Staining with SNAP and Halo-tag ligands
For total protein stains, cells were incubated with 10 nM SNAP or Halo-tag ligand (JFX549 or JFX650) for 30 min in their respective culture media, washed once and incubated for 1 h in culture media prior to further processing.
For single-molecule stains, cells were sparsely labeled by incubation with ~0.05 nM Halo-tag ligand (JFX549) for 30 min in their respective culture media. Cells were counterstained with 10 nM Halo-tag ligand (JFX650) for 10 min to visualize the total YAP expression level. Cells were washed once and incubated for 1 h in culture media prior to further processing.
IF staining of mESCs
Fixed cells were permeabilized with 0.05 % TritonX-100/ 0.075 % Sodium dodecyl sulfate (Fisher Scientific, BP151-100; Sigma Aldrich, 436143) for 20 min and blocked with 10 % normal goat serum (Abcam, ab7481) for 1 h. Cells were incubated with a 1:100 dilution with YAP primary antibody (Cell Signaling Technology, 14074) in blocking buffer over night at 4 C. Cells were washed three times with 0.01 % TritonX-100 (Fisher Scientific, BP151-100) and incubated with Alexa-488, conjugated secondary antibody (1:1000, Thermo Fisher Scientific) and NucBlue (Thermo Fisher Scientific, R37605) in blocking buffer for 1 h at room temperature. Cells were washed 3 × 15 min with 0.01 % TritonX-100 and incubated in PBS for imaging.
Epi-illumination selective plane illumination microscopy of YAP dynamics
Epi-illumination selective plane illumination microscopy (eSPIM)54 was performed on a custom-built setup constructed around an inverted microscope stand (Ti-E, Nikon) equipped with an active focus stabilization system (PFS, Nikon) and a motorized piezo stage (MS-2000, ASI).
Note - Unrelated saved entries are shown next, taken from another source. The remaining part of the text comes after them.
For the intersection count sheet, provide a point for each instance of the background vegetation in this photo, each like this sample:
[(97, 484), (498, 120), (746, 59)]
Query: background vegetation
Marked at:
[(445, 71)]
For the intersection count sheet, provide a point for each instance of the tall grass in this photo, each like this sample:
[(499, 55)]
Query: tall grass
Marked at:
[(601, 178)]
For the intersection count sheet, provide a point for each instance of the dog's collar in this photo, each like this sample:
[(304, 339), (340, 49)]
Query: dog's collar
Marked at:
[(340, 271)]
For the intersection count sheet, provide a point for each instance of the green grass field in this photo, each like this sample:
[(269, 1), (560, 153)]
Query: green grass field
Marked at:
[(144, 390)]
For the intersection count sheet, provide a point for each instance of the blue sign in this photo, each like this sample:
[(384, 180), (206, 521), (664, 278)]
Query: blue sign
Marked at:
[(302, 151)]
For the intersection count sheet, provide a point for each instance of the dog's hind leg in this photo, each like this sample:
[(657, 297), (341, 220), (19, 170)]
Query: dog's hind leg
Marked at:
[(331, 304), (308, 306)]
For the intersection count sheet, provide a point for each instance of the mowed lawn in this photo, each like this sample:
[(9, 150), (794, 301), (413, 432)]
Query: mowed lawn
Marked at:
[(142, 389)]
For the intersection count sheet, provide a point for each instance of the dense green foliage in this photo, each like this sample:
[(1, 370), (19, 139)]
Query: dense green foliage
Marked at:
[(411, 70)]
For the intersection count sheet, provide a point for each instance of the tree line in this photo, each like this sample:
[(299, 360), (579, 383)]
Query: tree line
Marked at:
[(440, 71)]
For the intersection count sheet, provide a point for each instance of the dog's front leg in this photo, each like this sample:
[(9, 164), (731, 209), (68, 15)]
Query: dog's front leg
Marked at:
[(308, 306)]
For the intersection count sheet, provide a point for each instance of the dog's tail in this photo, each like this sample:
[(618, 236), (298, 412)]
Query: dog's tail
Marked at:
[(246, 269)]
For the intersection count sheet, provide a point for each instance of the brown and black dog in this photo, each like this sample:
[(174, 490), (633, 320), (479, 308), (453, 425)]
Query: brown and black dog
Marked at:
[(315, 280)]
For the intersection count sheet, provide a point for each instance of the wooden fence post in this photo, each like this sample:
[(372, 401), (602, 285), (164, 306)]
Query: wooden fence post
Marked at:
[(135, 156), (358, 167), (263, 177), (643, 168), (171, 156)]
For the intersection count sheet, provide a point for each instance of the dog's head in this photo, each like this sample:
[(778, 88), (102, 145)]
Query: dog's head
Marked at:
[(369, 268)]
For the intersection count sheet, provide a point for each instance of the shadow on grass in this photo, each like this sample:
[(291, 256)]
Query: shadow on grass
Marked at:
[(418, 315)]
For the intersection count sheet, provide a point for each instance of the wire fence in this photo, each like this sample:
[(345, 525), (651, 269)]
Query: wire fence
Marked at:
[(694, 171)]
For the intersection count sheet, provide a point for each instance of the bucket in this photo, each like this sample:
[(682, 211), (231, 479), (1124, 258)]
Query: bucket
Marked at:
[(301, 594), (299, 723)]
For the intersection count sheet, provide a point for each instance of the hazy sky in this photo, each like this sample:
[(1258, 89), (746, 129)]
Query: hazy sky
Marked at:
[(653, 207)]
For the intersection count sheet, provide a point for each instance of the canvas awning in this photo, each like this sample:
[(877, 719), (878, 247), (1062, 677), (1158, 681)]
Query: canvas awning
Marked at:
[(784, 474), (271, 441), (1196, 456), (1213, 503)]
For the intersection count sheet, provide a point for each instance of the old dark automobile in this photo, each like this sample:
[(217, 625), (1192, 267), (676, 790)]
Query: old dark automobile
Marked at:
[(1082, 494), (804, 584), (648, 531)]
Samples were illuminated and fluorescence was collected through the same primary objective O1 (CFI Plan Apochromat IR 60x WI NA 1.27, Nikon). The microscope was configured as a dual-function widefield and eSPIM microscope. Widefield imaging was achieved using an LED light source (X-Cite XLED1, Excelitas) on the back port and an sCMOS camera (Orca-Flash 4.0, Hamamatsu) on the left side port of the microscope.
The eSPIM optical path was coupled into the microscope through the right side port. Four illumination lasers (Obis 405, 488, 561, and 640, Coherent) were spectrally filtered using bandpass filters (405/10, 488/10, 561/10, 640/10 nm, Chroma) and combined using a series of dichroic mirrors before being collimated and spatially filtered by a 30 μm pinhole placed between two achromatic lenses (50 mm and 45 mm). The circular beam was elongated along one axis using a pair of achromatic cylindrical lenses (50 mm and 200 mm), clipped by an iris diaphragm placed at a conjugate plane of the primary objective focal plane to control the width of the illumination light sheet, and focused by a third achromatic cylindrical lens (100 mm) to a slit placed at the conjugate plane of the primary objective back focal plane. The slit controls the numerical aperture of the illumination light sheet and was adjusted to optimize the extent and uniformity of out-of-focus excitation reduction across the full thickness of the imaged cell. A translation stage adjusted the offset of the illumination beam to control the tilting angle of the illuminating light sheet so that it matches that of the detection focal plane. The illumination beam is then reflected by a quadband dichroic mirror (ZT405/488/561/650rpc, Chroma) into a pair of relay lenses (TTL100-A and CLS-SL, Thorlabs). A galvanometric mirror (GVS011, Thorlabs) conjugated to the pupil plane of the primary objective, in conjugation with a scan lens (CLS-SL, Thorlabs) at the side port of the microscope, scans the light sheet across the sample. The emitted signal was collected through O1, passed through the internal tube lens (Nikon), and de-scanned using the same scan lens and galvanometric mirror. After the relay lens pair, the emission light is separated from the illumination light by the quad-band dichroic mirror and further filtered by channel-specific bandpass filters (525/50, 605/70, 700/75 nm, Semrock) or a quadband bandpass filter (FF01-440/521/607/700, Semrock) mounted on a motorized filter wheel (FW-103, Thorlabs).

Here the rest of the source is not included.